The Tiger Muskie is a hybrid of Northern Pike and Muskie. Tiger Muskie have a long snout filled with teeth, dark tiger stripes on a light body making identification easy.
Tiger muskies are big, hungry predators that may grow to 30 pounds or more.
Where and How to Fish:
Muskies are called “the fish of 10,000 casts.”
Muskie are territorial; they stay within a relatively small area which they patrol. Muskie hide on the edge of structure where they can ambush prey. Points flanked by weeds or brush are prime locations. Logs or trees that extend into the water are also important.
In the spring, when pan fish spawn in shallow water, muskie can be found nearby, often just a few feet from shore. During the summer and fall muskie are more likely to be found on the open-water side of structure that extends out into the lake
Anything that simulates a minnow will catch muskie, As a general rule, big, flashy flies with lots of action are best.
Mayfield Lake, SW Washington - Tiger Muskie a relatively recent addition to Washington’s freshwater sport fishery is the tiger muskie, a northern pike-muskellunge cross first introduced in Mayfield Lake to help curb a serious rough-fish problem and provide a trophy fishery. The success of the Mayfield program led to the planting of tiger muskies in Clark County’s Merwin Reservoir, Ferry County’s Curlew Lake, Grant County’s Evergreen Reservoir and Red Rock Lake, King County’s Green Lake, Pierce County’s Tapps Lake, Spokane County's Newman Lake, and Whatcom County’s Fazon Lake (to date). Tiger muskies are big, hungry predators that may grow to 30 pounds or more. The best way to catch them is with large plugs or bucktail spinners fished during the warm summer months.

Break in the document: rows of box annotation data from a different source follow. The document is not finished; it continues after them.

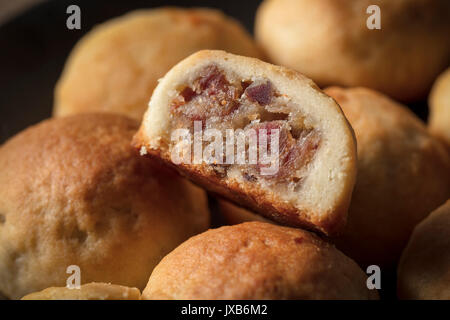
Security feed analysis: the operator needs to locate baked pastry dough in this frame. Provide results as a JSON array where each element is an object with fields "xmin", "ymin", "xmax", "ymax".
[
  {"xmin": 217, "ymin": 199, "xmax": 272, "ymax": 225},
  {"xmin": 0, "ymin": 113, "xmax": 209, "ymax": 299},
  {"xmin": 54, "ymin": 7, "xmax": 261, "ymax": 120},
  {"xmin": 134, "ymin": 50, "xmax": 356, "ymax": 234},
  {"xmin": 428, "ymin": 68, "xmax": 450, "ymax": 146},
  {"xmin": 142, "ymin": 222, "xmax": 378, "ymax": 300},
  {"xmin": 325, "ymin": 87, "xmax": 450, "ymax": 267},
  {"xmin": 255, "ymin": 0, "xmax": 450, "ymax": 101},
  {"xmin": 397, "ymin": 200, "xmax": 450, "ymax": 300},
  {"xmin": 22, "ymin": 282, "xmax": 141, "ymax": 300}
]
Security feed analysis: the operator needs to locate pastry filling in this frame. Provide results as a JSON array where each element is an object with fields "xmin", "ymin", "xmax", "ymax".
[{"xmin": 170, "ymin": 65, "xmax": 321, "ymax": 189}]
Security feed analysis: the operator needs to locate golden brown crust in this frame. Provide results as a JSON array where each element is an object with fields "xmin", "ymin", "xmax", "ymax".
[
  {"xmin": 0, "ymin": 114, "xmax": 209, "ymax": 298},
  {"xmin": 133, "ymin": 50, "xmax": 356, "ymax": 234},
  {"xmin": 21, "ymin": 282, "xmax": 141, "ymax": 300},
  {"xmin": 325, "ymin": 87, "xmax": 450, "ymax": 266},
  {"xmin": 428, "ymin": 68, "xmax": 450, "ymax": 150},
  {"xmin": 397, "ymin": 200, "xmax": 450, "ymax": 300},
  {"xmin": 216, "ymin": 198, "xmax": 274, "ymax": 225},
  {"xmin": 255, "ymin": 0, "xmax": 450, "ymax": 101},
  {"xmin": 142, "ymin": 222, "xmax": 377, "ymax": 299},
  {"xmin": 54, "ymin": 7, "xmax": 261, "ymax": 120}
]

If fishing is your pleasure, Mayfield Lake provides a premiere recreation spot. Anglers especially appreciate the many types of fish found here. Chinook, coho, largemouth bass, rainbow trout, cutthroat trout, yellow perch and smallmouth bass are popular catches. Fishing is open year-round at Mayfield Lake. Mayfield is stocked with rainbow trout and coho salmon.
The second Tiger Musky Fishing Tournament hosted by Lake Mayfield Marina and Resort in Mossyrock, WA took place Sept 15-16 2007. Four fish were taken during the 2007 Tournament.
The First Place Prize went to the father-son team of Frank and Mike Haw for a musky measuring 42.75 inches.
Flies: Bait Fish Flies like Lefty's Deceiver, Big Woolly Buggers, say size #2, Bunny streamer #2's, and large bucktails and streamers. Fly anglers fishing for bass using popping bug have taken Tiger Muskies.
One of the most famous American flies (it's been honored with its own postage stamp), Lefty's Deceiver is used primarily in saltwater. However, it is a general-purpose baitfish pattern and can be used in freshwater, too, especially in smaller sizes. When tying the fly for freshwater, save a few bucks and don't use the stainless steel hook.
There are many color variations, mostly in the wing colors: green over white; red over yellow; all white; blue over white. But in all cases, use the red Accent Flash and paint the eyes. The red imitates gills, and predatory fish focus on the gills and eyes when they attack baitfish.
How to Fish:
Use a sinking or sink-tip line.
Handling Fish: Don't handle the fish! A tiger muskie will gladly take your finger completely off, and he has razor-sharp teeth to make that an easy task. The fish's gill plate is also sharp, and can slice your hand.